I didn't find a good quote by him but I've heard talks where he discusses the result and his wrong turns and breakthroughs over the years. There are many talks by Babai on the web, here is one. If it is like talks I've heard, he discusses (someplace in those 90 minutes)  the process. 
A: I'm not sure if you're insisting on examples in which a mathematician (or group of mathematicians) works single-mindedly on a single problem for many years and finally conquers the problem.  If so, then the following might not qualify.  But it might qualify if your conditions are not as stringent as that.  I quote from Ilse Fischer's response to being awarded the AMS Robbins Prize.
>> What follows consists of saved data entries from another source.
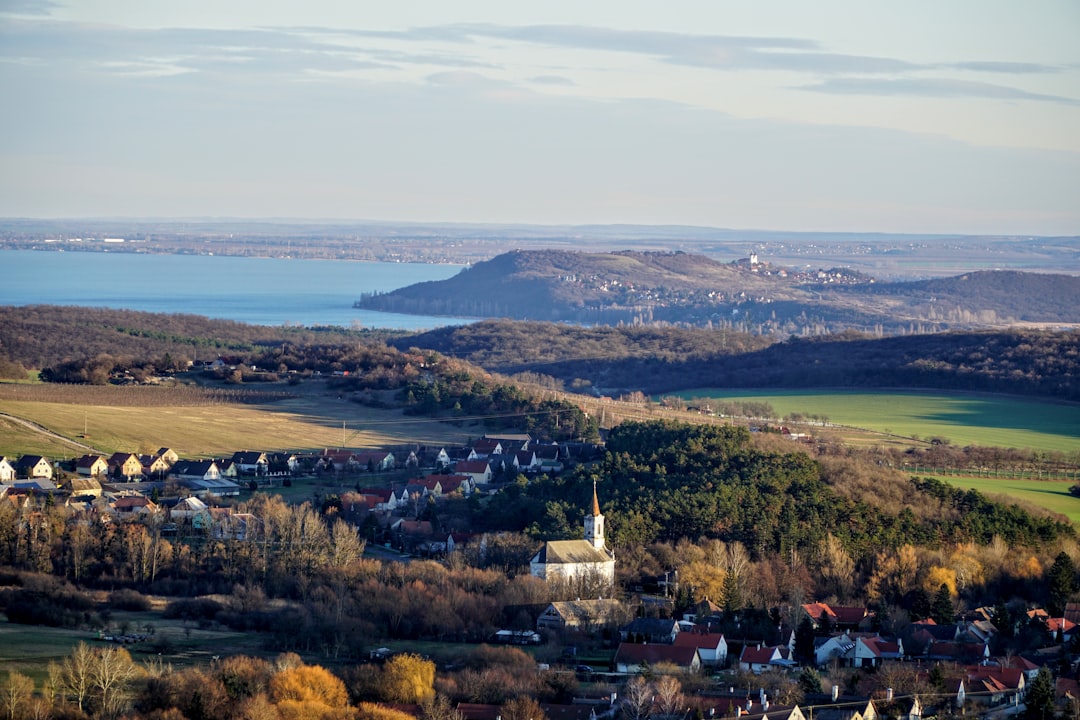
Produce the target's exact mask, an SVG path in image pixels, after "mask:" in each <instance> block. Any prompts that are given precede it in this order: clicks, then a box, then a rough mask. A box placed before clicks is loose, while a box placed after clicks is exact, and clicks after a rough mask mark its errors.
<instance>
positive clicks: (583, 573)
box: [529, 483, 615, 584]
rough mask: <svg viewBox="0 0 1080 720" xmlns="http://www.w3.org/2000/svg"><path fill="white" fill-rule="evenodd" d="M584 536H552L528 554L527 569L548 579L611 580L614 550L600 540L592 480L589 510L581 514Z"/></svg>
mask: <svg viewBox="0 0 1080 720" xmlns="http://www.w3.org/2000/svg"><path fill="white" fill-rule="evenodd" d="M584 525H585V538H584V540H553V541H549V542H546V543H544V545H543V547H541V548H540V552H539V553H537V554H536V555H534V556H532V560H531V561H530V562H529V571H530V572H531V574H532V575H534V576H536V578H540V579H542V580H548V581H556V580H558V581H564V582H573V581H577V580H585V579H595V580H600V581H606V582H607V583H608V584H613V583H615V554H612V553H611V551H609V549H608V548H607V546H606V545H605V543H604V515H602V514H600V503H599V500H598V499H597V498H596V484H595V483H593V510H592V514H586V515H585V520H584Z"/></svg>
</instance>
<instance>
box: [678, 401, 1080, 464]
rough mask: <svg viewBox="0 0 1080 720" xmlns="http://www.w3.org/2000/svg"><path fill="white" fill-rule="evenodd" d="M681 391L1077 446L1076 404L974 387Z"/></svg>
mask: <svg viewBox="0 0 1080 720" xmlns="http://www.w3.org/2000/svg"><path fill="white" fill-rule="evenodd" d="M678 395H679V396H680V397H684V398H687V399H691V398H712V399H717V400H734V402H757V403H768V404H769V405H771V406H772V408H773V410H774V411H775V413H777V415H778V416H779V417H782V418H788V417H791V416H794V415H800V416H802V417H804V418H818V419H822V418H824V419H827V422H828V423H831V424H834V425H847V426H851V427H858V429H865V430H872V431H876V432H879V433H885V434H891V435H900V436H904V437H919V438H922V439H927V438H931V437H943V438H947V439H948V440H949V441H950V443H951V444H953V445H959V446H967V445H977V446H983V447H1003V448H1030V449H1032V450H1040V451H1058V452H1077V451H1080V440H1078V439H1077V438H1080V405H1077V404H1075V403H1049V402H1038V400H1032V399H1027V398H1018V397H1007V396H1000V395H987V394H974V393H942V392H927V393H918V392H891V391H866V392H863V391H846V390H836V391H828V392H823V391H820V390H807V391H800V390H791V391H777V390H761V391H737V390H731V391H729V390H715V389H701V390H690V391H686V392H681V393H678Z"/></svg>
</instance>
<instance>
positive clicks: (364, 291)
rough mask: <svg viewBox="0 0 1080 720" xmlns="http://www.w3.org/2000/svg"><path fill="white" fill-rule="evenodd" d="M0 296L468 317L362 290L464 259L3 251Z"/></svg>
mask: <svg viewBox="0 0 1080 720" xmlns="http://www.w3.org/2000/svg"><path fill="white" fill-rule="evenodd" d="M0 269H2V271H3V274H2V277H3V280H0V304H4V305H29V304H52V305H85V307H91V308H120V309H127V310H141V311H146V312H153V313H189V314H193V315H205V316H207V317H216V318H222V320H232V321H237V322H240V323H248V324H252V325H306V326H312V325H337V326H341V327H367V328H376V327H379V328H392V329H400V330H421V329H430V328H435V327H442V326H445V325H462V324H465V323H470V322H472V320H473V318H455V317H435V316H429V315H403V314H399V313H384V312H375V311H369V310H359V309H355V308H353V307H352V303H353V302H354V301H355V300H357V299H360V296H361V294H363V293H387V291H390V290H393V289H396V288H399V287H405V286H406V285H411V284H414V283H422V282H426V281H435V280H446V279H447V277H451V276H454V275H456V274H457V273H458V272H460V271H461V270H462V267H461V266H451V264H420V263H409V262H359V261H353V260H298V259H279V258H252V257H228V256H210V255H143V254H134V253H99V252H95V253H72V252H46V250H0Z"/></svg>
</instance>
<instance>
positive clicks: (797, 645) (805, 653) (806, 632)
mask: <svg viewBox="0 0 1080 720" xmlns="http://www.w3.org/2000/svg"><path fill="white" fill-rule="evenodd" d="M795 658H796V660H797V661H799V662H800V663H812V662H813V660H814V652H813V623H811V622H810V619H809V617H804V619H802V622H800V623H799V626H798V627H797V628H795ZM820 681H821V678H819V682H820Z"/></svg>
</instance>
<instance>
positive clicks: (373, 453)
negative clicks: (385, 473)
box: [353, 450, 395, 473]
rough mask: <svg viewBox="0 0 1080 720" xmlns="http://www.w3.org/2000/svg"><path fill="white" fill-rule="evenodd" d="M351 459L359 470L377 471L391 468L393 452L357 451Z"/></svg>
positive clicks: (381, 450) (392, 468)
mask: <svg viewBox="0 0 1080 720" xmlns="http://www.w3.org/2000/svg"><path fill="white" fill-rule="evenodd" d="M353 461H354V462H355V463H356V466H357V467H360V468H361V470H370V471H375V472H377V473H381V472H386V471H388V470H393V468H394V465H395V461H394V453H393V452H387V451H386V450H373V451H368V452H357V453H356V454H355V456H354V457H353Z"/></svg>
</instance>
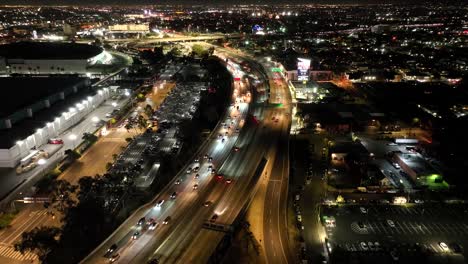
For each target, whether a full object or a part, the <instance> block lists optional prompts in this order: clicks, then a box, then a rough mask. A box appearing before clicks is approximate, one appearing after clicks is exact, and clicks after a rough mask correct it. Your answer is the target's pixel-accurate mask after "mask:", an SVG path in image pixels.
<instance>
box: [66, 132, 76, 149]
mask: <svg viewBox="0 0 468 264" xmlns="http://www.w3.org/2000/svg"><path fill="white" fill-rule="evenodd" d="M68 138H69V139H70V140H71V141H73V148H76V144H75V143H76V139H77V138H78V137H77V136H76V135H75V134H71V135H70V136H68Z"/></svg>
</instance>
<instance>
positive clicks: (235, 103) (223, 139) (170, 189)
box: [82, 61, 251, 263]
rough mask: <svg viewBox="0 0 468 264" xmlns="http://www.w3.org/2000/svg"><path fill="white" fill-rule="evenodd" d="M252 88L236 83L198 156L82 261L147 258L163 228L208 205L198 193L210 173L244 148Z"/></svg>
mask: <svg viewBox="0 0 468 264" xmlns="http://www.w3.org/2000/svg"><path fill="white" fill-rule="evenodd" d="M227 63H228V64H229V67H228V69H229V70H230V71H231V72H232V74H233V75H234V76H242V72H241V70H240V68H239V66H238V65H237V64H235V63H233V62H230V61H228V62H227ZM248 88H249V86H248V85H247V84H246V83H245V82H244V79H242V80H240V81H236V82H235V83H234V87H233V95H232V102H231V104H230V106H229V107H228V110H227V115H226V117H225V118H224V119H223V120H222V121H221V123H220V124H219V125H218V126H217V128H216V129H215V130H214V131H213V133H212V136H211V138H210V140H209V142H208V144H206V145H204V147H202V148H201V150H200V151H199V152H198V153H197V155H195V157H194V159H193V160H192V161H191V162H190V163H189V164H187V165H186V166H185V167H184V169H183V170H182V171H181V172H180V173H179V174H178V175H177V176H176V177H175V178H174V180H173V181H172V182H171V183H170V184H168V185H167V186H166V188H165V189H164V190H163V191H162V192H161V193H160V194H159V195H158V196H157V197H156V198H155V199H154V200H153V202H152V203H150V204H147V205H145V206H143V207H142V208H140V209H139V210H137V212H136V213H135V214H134V215H133V216H131V217H130V218H129V219H128V220H127V221H126V222H125V223H124V224H122V226H121V227H119V228H118V229H117V230H116V232H114V234H113V235H111V236H110V237H109V239H107V240H106V241H105V242H104V243H103V244H102V245H101V246H100V247H99V248H98V249H96V250H95V251H94V252H93V253H91V255H89V256H88V257H87V258H86V259H85V260H83V261H82V263H107V262H109V261H111V262H116V263H130V262H133V263H140V262H141V261H140V260H143V261H148V259H145V256H147V255H151V254H152V248H153V245H154V244H155V242H157V241H158V240H159V239H160V236H162V235H161V233H164V232H167V230H168V229H170V226H171V225H174V224H176V223H177V222H179V221H180V216H181V214H183V213H184V212H186V211H187V210H190V208H193V207H196V206H198V207H199V208H202V209H206V208H208V209H209V208H210V204H211V203H213V202H214V201H211V200H206V201H205V200H201V199H200V197H203V195H202V194H203V193H204V192H206V190H209V189H210V187H209V186H211V185H212V184H213V183H214V182H215V181H212V179H217V180H219V179H220V177H221V178H222V175H221V174H218V173H217V168H218V167H220V166H221V164H222V163H223V161H224V159H226V157H227V156H228V155H229V154H230V153H233V152H237V151H239V150H240V148H239V147H238V146H237V145H236V142H237V141H238V137H239V134H241V133H243V131H241V130H242V127H243V126H244V124H245V123H246V118H247V113H248V108H249V103H250V100H251V94H250V92H249V91H248ZM236 149H237V151H236ZM223 180H224V179H223ZM216 182H217V181H216ZM228 182H229V179H226V180H225V181H222V184H223V186H226V188H227V187H228V186H229V185H230V184H232V183H233V180H231V181H230V182H231V183H228ZM111 248H115V249H111ZM109 249H111V250H109Z"/></svg>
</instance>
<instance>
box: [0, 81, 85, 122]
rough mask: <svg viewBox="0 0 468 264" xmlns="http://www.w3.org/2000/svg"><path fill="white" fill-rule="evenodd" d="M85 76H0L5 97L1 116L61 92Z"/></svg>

The idea of working on Robbins' last open conjecture on alternating sign matrices slowly manifested in my mind when I was writing a grant proposal about 10 years ago, when I identified it as an ultimate, albeit unrealistic, goal. In the beginning I hardly dared spend much time on it, but every now and then I discussed it with other combinatorialists. Roger Behrend and Matjaž Konvalinka were obviously among them, but I also had a particularly fruitful exchange with Arvind Ayyer back in 2012, which led us to several conjectures on the enumeration of extreme diagonally and antidiagonally symmetric alternating sign matrices of odd order. About three years later, Arvind, Roger, and I were able to prove these conjectures, and to some extent also this work paved the way for the eventual proof of Robbins' conjecture. I feel deeply honored and moved to receive, together with Matjaž and Roger, the David P. Robbins Prize.